К этому времени мы с донной Эсмеральдой спали на настоящей постели, и все окна во дворце были починены или занавешены плотными шторами для защиты от холодного воздуха. Сонная после рождественского пира, я уже улеглась спать, когда из соседней комнаты донесся голос донны Эсмеральды:
— Донна Санча! Мадонна Трузия здесь!
— Что?
Я села, плохо соображая со сна. На миг это сообщение показалось мне абсолютно естественным. Сейчас Рождество, и мать пришла проведать нас, детей, как она это делала на каждый праздник. Я забыла, что она уплыла на Сицилию. Забыла даже про мятеж и французов.
— Что?! — повторила я, на этот раз встревоженно, поскольку память вернулась ко мне.
Я быстро набросила халат и поспешила в прихожую.
За миг до того, как я увидела мать, я еще надеялась, что она одумалась и приняла мое предложение вернуться в Неаполь и жить с нами.
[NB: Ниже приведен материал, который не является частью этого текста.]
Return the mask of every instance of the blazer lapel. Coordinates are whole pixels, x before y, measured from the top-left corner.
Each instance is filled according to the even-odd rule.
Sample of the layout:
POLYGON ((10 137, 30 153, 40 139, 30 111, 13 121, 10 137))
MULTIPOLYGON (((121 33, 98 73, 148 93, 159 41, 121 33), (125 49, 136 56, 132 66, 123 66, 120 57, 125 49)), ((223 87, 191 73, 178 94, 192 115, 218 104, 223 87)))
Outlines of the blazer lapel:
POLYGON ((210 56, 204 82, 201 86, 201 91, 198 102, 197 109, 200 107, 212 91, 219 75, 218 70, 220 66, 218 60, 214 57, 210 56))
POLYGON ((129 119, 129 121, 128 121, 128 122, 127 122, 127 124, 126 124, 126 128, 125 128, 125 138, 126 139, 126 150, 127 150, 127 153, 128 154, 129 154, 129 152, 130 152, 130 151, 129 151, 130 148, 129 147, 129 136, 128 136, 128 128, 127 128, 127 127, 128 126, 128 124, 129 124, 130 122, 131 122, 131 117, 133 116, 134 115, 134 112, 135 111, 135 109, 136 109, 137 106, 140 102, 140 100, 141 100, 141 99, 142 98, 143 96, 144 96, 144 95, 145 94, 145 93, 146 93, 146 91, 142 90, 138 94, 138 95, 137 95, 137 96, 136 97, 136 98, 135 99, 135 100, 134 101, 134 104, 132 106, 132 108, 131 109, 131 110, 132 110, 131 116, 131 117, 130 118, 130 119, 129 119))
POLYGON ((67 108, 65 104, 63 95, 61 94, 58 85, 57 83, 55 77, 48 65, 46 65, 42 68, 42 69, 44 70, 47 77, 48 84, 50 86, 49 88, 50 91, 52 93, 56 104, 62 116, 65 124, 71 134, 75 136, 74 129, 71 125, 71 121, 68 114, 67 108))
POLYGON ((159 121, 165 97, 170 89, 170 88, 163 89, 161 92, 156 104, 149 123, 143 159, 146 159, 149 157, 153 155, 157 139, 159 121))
У меня болело сердце, когда я думала о ней, отрезанной от мира, запертой в одном доме с человеком, который, может, и любил ее на свой извращенный лад, но никогда не умел нормально выразить эту любовь; теперь же, когда он сошел с ума, он даже не осознавал ее присутствия.
Одного взгляда на мадонну Трузию хватило, чтобы у меня вырвался испуганный вскрик. Я ожидала увидеть улыбающуюся, сияющую красавицу. Но вместо этого у двери рядом с донной Эсмеральдой стояла изможденная старая женщина в черном. Даже ее золотые волосы были упрятаны под покрывало, словно солнце, скрытое грозовыми тучами. Она была худой, хрупкой, мертвенно-бледной, с темными кругами под глазами. Казалось, будто все страдания и боль моего отца перешли на нее, вытянув из нее всю радость и красоту.
Мать тяжело опустилась на ближайший стул и обратилась к Эсмеральде, не глядя на нас:
— Приведи моего сына.
Больше она не произнесла ни слова. Да этого и не требовалось: я сразу же поняла, что произошло. Я придвинула к ней другой стул и уселась, взяв ее за руку; мать опустила голову, не желая встречаться со мной взглядом. Мы сидели и молча ждали. Что-то сдавило мне горло, но я не позволила себе заплакать.
Через некоторое время появился Альфонсо. Ему тоже хватило одного взгляда на мать, чтобы все понять.
— Он умер? — прошептал мой брат.
Трузия кивнула. Альфонсо опустился на пол рядом с ней и положил голову ей на колени. Мать погладила его по голове. Я смотрела на все это, словно посторонняя, поскольку меня печалила не смерть отца, а те страдания, которые он причинил двум моим самым любимым людям.
В конце концов Альфонсо поднял голову.
— Он болел?
Мать приложила пальцы к губам и покачала головой. Несколько долгих мгновений она не могла произнести ни слова. Совладав наконец с собою, она опустила руку и принялась рассказывать. Казалось, будто она повторяет то, что говорила уже много раз.